HEK-293 T cells were maintained in DMEM supplemented with 10% FBS (Life Technologies, USA) and 1% antibiotics. For immunoprecipitation experiments, HEK-293 T cells were transfected with Flag-tagged KLF2 or Myc-tagged Runx2 using Lipofectamine 2000 (Life Technologies, USA) according to the manufacturer’s protocols.

Isolation of bone marrow mesenchymal stem cells

Sixteen rats were used in this study from which bone marrow, gingival, and submandibular salivary gland samples were collected. Bone marrow cells were isolated from tibia and fibula with PBS containing 2 mM EDTA. Samples were centrifuged for 35 min at 400 × g rpm. The mononuclear cell (MNC) layer at the interphase was collected and centrifuged for 10 min at 200 × g rpm at 10 °C. After two gentle washes with PBS, the cell pellet was re-suspended in a final volume of 300 μl of buffer. Isolated MSCs were maintained in minimal essential medium (MEM) supplemented with 15% FBS at 37 °C and 5% CO2.

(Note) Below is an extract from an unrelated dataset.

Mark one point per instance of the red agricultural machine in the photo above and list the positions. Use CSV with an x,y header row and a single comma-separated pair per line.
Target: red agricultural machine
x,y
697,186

Reverse-transcription polymerase chain reaction (PCR)

After the necessary treatment and transfection, total intracellular RNA was isolated from each sample using Trizol reagent (Life Technologies, USA) following the manufacturer’s instructions. One icrogram purified RNA was used for cDNA synthesis using OligodT primer and the iScript cDNA synthesis kit (Bio-Rad, USA). Two microliters of synthesized cDNA was used for standard PCR with dNTPs mix and DNA polymerase. Five microliters of the PCR products was loaded onto 1.5% agarose gel electrophoresis with ethidium bromide (EB).

Quantitative real-time polymerase chain reaction (PCR)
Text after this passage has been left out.